The relationship between human rights and peacebuilding has been increasingly recognised by international organisations in recent years. The 2030 Agenda for Sustainable Development explicitly combines the promotion of peaceful, just and inclusive societies in Goal 16, and the United Nations Human Rights Council acknowledged the crucial relationship between human rights and peacebuilding specifically for the first time in 2017.
But despite this recognition, practitioners working in the two fields are sometimes oblivious to, and may occasionally be disdainful of, each others’ work. This is problematic because their work so often touches on one another, given that the link between human rights violations and conflict is strong. Human rights violations repeatedly occur during conflicts, and a continued denial of rights can be a trigger for conflict. But in these high pressured environments, practitioners are inclined to act quickly according to what they think is right, and not collaboratively.
Problems faced by people, communities and societies can usually not be reduced to only a ‘human rights’ problem or a ‘peacebuilding’ problem. Consider for example repeated xenophobic violence in South Africa. A human rights view on the violence may highlight things like the police’s failure to provide refugees and migrants with protection or the state’s failure to prosecute cases of violence and looting. A peacebuilding view might stress other aspects of the situation, including limited trust between South Africans and refugees, and or a historic reliance on violence to settle grievances.
People working on devising solutions to these issues usually operate with a specific analytical frame in mind and use approaches they are familiar with. In doing so, they may overlook important features of the situation at hand and don’t necessarily consider the wider implications of their efforts. By being blind to the work and analysis of the other group, their initiatives might hinder rather than support the work of other practitioners. That is why a wider view needs to be taken by both human rights practitioners and peacebuilders.

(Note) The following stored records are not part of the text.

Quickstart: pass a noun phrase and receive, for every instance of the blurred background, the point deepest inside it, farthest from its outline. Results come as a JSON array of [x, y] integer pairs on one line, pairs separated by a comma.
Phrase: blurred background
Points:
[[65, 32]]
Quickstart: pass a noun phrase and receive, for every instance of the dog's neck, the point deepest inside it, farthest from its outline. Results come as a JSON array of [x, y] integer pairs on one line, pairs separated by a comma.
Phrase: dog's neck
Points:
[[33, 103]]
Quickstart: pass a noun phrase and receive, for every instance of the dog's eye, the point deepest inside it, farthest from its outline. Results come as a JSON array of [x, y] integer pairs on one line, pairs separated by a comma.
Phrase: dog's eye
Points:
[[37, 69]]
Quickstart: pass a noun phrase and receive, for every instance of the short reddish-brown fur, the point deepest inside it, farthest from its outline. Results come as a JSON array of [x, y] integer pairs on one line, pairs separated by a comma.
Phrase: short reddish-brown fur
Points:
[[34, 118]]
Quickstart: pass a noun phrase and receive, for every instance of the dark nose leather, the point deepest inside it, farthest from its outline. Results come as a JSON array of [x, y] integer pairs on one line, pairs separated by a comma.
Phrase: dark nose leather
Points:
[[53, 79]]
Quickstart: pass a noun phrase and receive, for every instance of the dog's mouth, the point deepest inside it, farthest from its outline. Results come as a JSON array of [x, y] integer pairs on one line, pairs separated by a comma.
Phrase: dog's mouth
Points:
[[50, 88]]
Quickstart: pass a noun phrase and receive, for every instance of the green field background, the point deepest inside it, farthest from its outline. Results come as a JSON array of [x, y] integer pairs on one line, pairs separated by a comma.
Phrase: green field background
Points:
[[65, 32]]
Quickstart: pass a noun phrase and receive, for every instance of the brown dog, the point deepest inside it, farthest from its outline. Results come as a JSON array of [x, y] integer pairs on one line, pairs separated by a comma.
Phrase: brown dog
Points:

Conciliation Resources is already applying some of these lessons to their work. In the Democratic Republic of Congo mistrust between local populations and the Congolese armed forces is high, and this has undermined peace and security efforts. This mistrust is driven by ongoing human rights violations and a lack of guaranteed protection for the civilian population amidst persistent attacks by the Lord's Resistance Army. By forming civil-military committees, Conciliation Resources has created space for dialogue between communities and army commanders. This has increased state accountability, and is also having a positive impact on peacebuilding efforts. Before these committees were established, most community groups rarely shared security information with the military. Nowadays there is a better connection between local early warning information provided by communities and rapid response by security forces.

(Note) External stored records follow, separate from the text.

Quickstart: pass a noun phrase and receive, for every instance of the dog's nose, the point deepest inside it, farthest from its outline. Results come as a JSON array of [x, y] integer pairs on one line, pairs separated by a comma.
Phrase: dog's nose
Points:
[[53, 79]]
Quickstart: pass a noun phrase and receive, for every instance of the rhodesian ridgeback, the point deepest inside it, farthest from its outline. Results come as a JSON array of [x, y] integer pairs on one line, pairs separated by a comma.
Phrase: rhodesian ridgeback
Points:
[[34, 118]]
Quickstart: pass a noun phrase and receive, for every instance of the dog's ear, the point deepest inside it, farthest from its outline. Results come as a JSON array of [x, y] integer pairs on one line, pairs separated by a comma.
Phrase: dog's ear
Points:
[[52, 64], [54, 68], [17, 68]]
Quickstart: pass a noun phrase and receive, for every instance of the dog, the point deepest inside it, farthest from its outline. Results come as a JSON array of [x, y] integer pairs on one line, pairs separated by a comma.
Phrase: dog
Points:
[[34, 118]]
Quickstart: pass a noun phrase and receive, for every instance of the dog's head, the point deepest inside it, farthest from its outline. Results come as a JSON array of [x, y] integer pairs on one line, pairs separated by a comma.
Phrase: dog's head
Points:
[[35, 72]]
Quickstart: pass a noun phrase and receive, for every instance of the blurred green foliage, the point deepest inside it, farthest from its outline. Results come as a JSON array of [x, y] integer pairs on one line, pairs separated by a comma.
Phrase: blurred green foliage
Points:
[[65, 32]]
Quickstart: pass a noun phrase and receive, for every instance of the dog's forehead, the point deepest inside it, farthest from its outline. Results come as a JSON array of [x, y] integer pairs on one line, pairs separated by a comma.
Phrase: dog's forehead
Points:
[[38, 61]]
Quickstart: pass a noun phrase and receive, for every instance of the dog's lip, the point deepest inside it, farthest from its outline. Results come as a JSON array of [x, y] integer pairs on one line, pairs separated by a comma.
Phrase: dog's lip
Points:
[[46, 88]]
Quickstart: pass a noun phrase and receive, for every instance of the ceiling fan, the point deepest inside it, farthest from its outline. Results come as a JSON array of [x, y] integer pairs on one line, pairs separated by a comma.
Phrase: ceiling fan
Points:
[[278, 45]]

In northeast Nigeria, Conciliation Resources is working with young people who are largely excluded from political, social and economic decision-making and as a result have become increasingly disengaged from society. This disillusionment has made them ideal targets for mobilisation by Boko Haram and other armed non-state actors. Conciliation Resources are currently supporting 12 Youth Peace Platforms. With over 1,000 members, these physical and digital networks mean young people have a safe space to talk, to listen and to learn with other young people who have had similar experiences. These spaces enable youth to raise their voice in engagement with elders and public officials and also develop their skills to handle conflict within their communities. This is relevant for redress and access to justice.
It is crucial that peacebuilders and human rights practitioners continue to examine how they can better work together, including sharing analysis of the challenging situations in which they interact. It is no longer sufficient to work in silos, as responses planned using tunnel vision are unlikely to fully resolve complex situations of human rights violations and violent conflict.